Witaj
szkoło. Przynajmniej tak było zawsze pierwszego września. Do dziś. Dzieci dzisiaj
smacznie spały zamiast iść na apel i po plan lekcji. Skończył się sierpień i
nawet pogoda się smuci. Od samego rana pada deszcz. Generalnie jest szaro i
ponuro. Uśmiecham się tylko, gdy spoglądam na Zwierzaki maślane na talerzyku. Jak
pomyślę, że to już ostatnie dni bez szkoły, to współczuję dzieciom. Wszyscy „starzy”
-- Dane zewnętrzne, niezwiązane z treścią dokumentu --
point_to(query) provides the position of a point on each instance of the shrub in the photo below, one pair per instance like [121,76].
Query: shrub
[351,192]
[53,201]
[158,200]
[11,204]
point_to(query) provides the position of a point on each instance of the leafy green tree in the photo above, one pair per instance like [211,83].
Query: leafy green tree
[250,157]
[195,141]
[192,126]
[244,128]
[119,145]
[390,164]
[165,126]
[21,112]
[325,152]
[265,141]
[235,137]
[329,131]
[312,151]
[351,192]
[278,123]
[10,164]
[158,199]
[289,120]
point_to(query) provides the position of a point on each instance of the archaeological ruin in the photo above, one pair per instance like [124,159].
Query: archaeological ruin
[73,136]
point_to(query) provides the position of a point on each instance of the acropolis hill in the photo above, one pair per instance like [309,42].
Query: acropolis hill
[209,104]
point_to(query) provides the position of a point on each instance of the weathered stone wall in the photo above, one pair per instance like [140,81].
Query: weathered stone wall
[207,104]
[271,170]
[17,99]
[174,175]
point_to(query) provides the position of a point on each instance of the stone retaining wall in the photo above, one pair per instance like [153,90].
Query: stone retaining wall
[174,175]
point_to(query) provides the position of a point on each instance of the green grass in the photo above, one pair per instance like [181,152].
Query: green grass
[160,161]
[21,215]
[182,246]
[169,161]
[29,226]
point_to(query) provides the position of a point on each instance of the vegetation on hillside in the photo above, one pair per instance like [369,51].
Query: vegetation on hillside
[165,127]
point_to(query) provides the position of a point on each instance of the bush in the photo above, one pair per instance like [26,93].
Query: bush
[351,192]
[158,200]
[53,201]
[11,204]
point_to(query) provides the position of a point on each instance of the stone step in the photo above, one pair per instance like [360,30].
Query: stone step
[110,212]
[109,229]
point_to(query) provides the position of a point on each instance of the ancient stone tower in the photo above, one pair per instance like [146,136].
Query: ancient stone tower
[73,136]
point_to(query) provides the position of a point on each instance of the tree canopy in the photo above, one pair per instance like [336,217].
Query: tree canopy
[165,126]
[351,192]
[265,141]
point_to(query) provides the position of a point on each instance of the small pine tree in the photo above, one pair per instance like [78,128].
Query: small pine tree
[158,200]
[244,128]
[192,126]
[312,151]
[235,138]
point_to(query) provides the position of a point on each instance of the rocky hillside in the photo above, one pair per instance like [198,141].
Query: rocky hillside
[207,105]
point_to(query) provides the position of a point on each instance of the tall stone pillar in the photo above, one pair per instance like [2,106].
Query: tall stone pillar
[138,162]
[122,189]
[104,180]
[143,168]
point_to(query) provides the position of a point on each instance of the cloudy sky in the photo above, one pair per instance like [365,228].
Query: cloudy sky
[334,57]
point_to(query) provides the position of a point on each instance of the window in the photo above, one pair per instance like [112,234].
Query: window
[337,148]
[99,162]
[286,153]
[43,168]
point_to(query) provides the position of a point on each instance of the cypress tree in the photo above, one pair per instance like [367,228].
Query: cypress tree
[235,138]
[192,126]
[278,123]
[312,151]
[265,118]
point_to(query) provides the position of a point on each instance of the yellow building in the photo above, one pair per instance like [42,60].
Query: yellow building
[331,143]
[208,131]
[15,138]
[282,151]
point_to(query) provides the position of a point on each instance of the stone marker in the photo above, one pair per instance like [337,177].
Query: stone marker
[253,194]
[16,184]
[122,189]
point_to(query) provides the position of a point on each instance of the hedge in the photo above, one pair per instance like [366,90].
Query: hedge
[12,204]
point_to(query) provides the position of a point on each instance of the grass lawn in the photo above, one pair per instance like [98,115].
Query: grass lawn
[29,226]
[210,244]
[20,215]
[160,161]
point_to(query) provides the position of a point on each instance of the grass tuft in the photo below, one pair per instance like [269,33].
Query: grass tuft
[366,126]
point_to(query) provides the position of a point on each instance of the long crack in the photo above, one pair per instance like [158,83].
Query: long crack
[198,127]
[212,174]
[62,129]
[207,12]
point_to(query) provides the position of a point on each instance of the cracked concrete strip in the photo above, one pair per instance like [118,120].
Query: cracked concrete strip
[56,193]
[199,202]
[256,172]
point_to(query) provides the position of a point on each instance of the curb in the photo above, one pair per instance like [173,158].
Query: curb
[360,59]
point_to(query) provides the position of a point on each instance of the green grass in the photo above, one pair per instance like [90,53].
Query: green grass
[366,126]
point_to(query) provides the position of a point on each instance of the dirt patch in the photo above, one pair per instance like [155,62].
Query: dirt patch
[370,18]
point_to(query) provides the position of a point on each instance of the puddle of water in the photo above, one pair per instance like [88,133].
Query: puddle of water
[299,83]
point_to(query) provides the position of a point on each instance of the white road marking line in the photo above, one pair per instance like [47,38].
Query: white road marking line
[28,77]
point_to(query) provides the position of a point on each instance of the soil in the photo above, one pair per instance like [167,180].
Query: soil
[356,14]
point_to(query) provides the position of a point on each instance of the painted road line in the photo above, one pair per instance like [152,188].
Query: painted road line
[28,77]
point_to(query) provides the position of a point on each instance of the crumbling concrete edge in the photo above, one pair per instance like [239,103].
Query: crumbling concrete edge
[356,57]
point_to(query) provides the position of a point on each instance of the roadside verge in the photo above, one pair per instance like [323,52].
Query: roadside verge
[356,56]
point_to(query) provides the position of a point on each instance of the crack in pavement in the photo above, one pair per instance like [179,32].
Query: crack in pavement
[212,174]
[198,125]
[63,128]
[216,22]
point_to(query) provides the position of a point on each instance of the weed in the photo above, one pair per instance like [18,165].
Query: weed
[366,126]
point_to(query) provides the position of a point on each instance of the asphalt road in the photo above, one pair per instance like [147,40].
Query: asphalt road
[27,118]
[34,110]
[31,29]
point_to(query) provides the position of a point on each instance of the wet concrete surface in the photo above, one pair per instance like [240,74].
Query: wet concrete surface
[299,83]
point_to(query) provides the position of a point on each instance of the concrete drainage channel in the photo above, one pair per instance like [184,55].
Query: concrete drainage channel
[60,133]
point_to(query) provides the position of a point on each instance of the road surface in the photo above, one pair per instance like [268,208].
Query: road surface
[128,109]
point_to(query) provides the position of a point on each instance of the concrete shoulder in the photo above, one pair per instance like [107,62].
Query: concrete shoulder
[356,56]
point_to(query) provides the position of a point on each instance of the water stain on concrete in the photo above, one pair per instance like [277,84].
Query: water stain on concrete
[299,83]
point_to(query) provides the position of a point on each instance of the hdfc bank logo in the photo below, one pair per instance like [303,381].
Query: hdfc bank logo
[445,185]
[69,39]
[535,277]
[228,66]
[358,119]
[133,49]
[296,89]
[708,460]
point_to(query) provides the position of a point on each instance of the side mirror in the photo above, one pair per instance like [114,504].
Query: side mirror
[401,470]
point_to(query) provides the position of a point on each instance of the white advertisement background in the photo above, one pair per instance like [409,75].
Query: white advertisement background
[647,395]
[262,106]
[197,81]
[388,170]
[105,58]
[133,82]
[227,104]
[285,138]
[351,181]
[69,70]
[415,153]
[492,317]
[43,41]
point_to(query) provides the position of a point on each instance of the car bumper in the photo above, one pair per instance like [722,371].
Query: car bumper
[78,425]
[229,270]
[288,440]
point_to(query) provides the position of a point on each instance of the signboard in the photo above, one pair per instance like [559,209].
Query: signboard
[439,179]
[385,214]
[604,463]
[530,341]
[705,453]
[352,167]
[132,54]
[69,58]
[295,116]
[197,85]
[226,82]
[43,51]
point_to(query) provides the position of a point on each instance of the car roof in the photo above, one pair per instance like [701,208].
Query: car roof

marudzą o szykowanie plecaków czy ostrzenie kredek. Moje pociechy mają już
wszystko spakowane, zostały tylko ostanie zakupy. Te, które zależą od
indywidualnych wymagań nauczycieli. Czyli jakie buty i strój na wychowania
fizycznego, czy jakie pędzle i farby? Moja Tosia idzie pierwszy raz do szkoły. Zaczyna
naukę w klasie zerowej. Książki zamówiliśmy już w czerwcu, w czasie wakacji
musieliśmy kupić tylko podręcznik do Religii. Zastanawialiśmy się po co? Skoro dzieciaki
nie potrafią czytać. Na szczęście to wydatek kilkunastu złotych. Ciekawy jestem,
czy będzie mogła nosić do szkoły swoje ulubione słodycze od „dr Gerard”? kupiła
sobie pudełko na śniadanie z Marinette. Teraz chce ją pakować już wieczorem, by
nie zapomnieć drugiego posiłku. Znowu się zacznie wstawanie rano po bułeczki.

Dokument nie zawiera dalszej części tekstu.